Currently, there is no available API for generating Chaos Mesh reports or analyzing results. My suggestion is to generate the report in PDF format so it will be readable on different browsers. In my case, I use gopdf, a support library that allows users to create PDF files. It also lets you insert images or draw tables, which meets the needs of a Chaos Engineering report.

The last step is to simply run the whole system at a scheduled time every day. My choice is crond, a command-line utility that executes cron jobs in the background, to execute the commands early each morning. So, when I start work, there is a daily report waiting for me.

Build a web application for daily reporting

But I want to make the report more readable and accessible. Isn’t it nicer if you can check reports on a web application? At first, I wanted to add a backend API and a database to store all report data. It sounds applicable, but it may be too much work, since all I want is to know which report requires further troubleshooting. The exact information is shown in the file name, for example: report-2021-07-09-bad.pdf. Thus, the reporting system’s workload and complexity are greatly reduced.

Still, it is necessary to improve the backend interfaces as well as enrich the report content. But for now, a daily, workable reporting system is just fine.

In my case, I used Vue.js to scaffold the web application using a UI library antd. After that, I updated the page content by saving the automatically generated report to the static resources folder static. This allows the web application to read the static reports and then render them to the front end page. For details, check out Use antd in vue-cli 3.

Below is an example of a web application that I developed for daily reporting.
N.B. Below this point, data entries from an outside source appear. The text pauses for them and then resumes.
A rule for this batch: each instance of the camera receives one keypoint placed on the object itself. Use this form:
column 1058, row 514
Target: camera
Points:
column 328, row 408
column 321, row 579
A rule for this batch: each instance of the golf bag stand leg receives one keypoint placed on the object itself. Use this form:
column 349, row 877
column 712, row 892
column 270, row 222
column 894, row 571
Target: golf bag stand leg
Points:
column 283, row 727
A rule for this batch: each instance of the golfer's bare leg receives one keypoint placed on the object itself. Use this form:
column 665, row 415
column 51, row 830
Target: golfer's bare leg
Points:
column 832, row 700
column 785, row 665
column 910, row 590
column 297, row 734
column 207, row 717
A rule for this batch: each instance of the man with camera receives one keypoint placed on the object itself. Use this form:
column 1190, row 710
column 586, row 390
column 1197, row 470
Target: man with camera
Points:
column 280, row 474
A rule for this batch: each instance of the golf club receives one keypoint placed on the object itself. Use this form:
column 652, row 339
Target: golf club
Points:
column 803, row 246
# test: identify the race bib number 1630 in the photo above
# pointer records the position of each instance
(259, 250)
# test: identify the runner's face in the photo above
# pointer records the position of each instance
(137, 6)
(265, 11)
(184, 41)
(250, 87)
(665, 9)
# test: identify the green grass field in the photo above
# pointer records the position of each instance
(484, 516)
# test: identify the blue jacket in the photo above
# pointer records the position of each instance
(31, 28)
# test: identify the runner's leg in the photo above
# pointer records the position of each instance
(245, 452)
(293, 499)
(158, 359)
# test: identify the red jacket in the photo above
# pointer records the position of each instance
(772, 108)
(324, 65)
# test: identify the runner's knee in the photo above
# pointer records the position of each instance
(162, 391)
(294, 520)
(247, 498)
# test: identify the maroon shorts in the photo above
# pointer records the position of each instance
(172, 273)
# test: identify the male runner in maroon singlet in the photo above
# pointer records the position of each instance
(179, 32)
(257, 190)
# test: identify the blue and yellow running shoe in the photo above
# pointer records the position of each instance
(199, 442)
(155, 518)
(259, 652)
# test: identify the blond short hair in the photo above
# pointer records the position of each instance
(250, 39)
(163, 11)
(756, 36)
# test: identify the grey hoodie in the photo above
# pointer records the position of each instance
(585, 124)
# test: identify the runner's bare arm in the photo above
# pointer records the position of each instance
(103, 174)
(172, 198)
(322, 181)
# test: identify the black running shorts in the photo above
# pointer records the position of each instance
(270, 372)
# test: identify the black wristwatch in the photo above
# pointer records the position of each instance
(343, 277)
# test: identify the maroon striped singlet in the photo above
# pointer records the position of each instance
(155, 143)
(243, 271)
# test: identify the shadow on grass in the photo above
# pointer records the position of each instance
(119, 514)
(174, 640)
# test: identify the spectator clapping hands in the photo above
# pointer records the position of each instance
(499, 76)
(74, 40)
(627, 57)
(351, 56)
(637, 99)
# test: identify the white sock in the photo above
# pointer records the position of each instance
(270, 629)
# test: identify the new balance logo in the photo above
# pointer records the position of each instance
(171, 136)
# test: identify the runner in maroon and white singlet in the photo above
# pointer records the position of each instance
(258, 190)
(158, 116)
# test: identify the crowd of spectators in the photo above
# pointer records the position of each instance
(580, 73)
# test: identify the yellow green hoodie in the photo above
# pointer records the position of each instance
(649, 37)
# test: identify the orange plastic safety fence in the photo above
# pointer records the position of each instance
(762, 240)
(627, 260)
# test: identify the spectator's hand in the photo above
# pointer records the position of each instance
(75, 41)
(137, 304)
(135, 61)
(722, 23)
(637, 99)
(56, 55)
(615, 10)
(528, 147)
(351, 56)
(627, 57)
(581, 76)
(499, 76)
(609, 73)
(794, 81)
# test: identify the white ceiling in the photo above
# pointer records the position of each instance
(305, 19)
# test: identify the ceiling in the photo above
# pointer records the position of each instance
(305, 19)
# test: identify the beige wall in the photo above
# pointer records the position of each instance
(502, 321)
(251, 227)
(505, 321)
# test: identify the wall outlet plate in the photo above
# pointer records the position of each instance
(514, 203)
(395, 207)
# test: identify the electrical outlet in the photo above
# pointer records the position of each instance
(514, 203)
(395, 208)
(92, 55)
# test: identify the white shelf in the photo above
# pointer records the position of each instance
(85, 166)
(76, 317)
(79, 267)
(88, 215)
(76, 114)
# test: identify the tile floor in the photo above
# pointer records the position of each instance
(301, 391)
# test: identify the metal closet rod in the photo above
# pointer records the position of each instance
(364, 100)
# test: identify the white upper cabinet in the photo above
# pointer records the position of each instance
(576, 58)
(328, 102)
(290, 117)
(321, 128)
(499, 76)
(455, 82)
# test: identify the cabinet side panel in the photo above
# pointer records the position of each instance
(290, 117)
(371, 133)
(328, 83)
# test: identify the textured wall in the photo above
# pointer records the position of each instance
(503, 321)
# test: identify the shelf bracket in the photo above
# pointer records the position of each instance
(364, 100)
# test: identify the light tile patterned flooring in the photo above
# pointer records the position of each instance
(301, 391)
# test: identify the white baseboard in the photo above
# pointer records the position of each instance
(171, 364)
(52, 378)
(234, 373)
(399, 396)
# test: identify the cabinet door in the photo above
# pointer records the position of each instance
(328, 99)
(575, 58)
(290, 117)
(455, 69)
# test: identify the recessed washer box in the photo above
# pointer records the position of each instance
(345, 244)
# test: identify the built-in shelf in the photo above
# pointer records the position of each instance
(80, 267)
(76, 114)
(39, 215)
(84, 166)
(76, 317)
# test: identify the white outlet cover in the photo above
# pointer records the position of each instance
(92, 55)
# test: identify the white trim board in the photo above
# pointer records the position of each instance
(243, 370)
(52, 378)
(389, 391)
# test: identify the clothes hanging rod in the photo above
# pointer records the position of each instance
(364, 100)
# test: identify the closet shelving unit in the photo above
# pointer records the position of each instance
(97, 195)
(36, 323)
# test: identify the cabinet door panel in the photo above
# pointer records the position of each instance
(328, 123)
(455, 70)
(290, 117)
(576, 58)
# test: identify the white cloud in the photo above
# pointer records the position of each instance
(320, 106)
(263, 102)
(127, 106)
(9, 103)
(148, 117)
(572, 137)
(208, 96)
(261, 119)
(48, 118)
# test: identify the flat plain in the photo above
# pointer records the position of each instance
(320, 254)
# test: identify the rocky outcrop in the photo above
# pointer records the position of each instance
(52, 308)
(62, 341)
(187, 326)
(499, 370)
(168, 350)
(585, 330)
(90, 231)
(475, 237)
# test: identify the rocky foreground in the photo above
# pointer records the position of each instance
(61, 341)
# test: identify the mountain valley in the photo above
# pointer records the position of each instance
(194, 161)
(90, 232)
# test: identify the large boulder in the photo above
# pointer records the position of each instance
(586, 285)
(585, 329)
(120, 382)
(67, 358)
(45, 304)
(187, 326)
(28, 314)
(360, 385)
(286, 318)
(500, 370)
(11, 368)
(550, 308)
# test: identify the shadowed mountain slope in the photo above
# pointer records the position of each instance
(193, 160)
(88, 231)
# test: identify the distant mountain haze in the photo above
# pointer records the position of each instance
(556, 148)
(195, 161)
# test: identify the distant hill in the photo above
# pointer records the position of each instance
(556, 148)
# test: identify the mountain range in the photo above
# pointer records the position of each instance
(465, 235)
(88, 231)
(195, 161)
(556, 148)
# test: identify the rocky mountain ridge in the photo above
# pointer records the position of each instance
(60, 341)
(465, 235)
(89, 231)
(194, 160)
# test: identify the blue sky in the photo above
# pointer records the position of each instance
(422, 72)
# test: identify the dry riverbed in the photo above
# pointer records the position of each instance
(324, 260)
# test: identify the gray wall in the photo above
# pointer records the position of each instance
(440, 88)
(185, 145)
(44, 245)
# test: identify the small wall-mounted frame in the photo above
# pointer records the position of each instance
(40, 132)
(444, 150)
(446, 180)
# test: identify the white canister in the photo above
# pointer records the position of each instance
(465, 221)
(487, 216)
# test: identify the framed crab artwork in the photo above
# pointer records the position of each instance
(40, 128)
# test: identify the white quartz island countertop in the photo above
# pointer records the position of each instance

The red card indicates that I should check the testing report because exceptions are thrown after running chaos experiments.

Clicking the card will open the report, as shown below. I used pdf.js to render the PDF.

Summary

The Chaos Mesh daily reporting system has been live in our company for four months. Luckily, the system has helped us discover bugs for multiple projects in extreme cases. For example, one time we injected a network duplicate and network loss failure into an application and set the duplication and package loss ratio at a high level. As a result, the application met unexpected situations during message parsing and request dispatch. A fatal error was returned, and the program abnormally exited. With the help of the daily report, we quickly obtained the plot and logs for the specific error. We used that information to easily locate the cause of the exception, and we fixed the system vulnerability.

Chaos Mesh enables you to simulate faults that most cloud-native applications might encounter. In this article, I created a PodChaos experiment and observed that QPS in the TiDB cluster was affected when the Pod became unavailable. After analyzing the logs, I can enhance the robustness and high availability of the system. I built a web application to generate daily reports for troubleshooting and debugging. You can also customize the reports to meet your own requirements.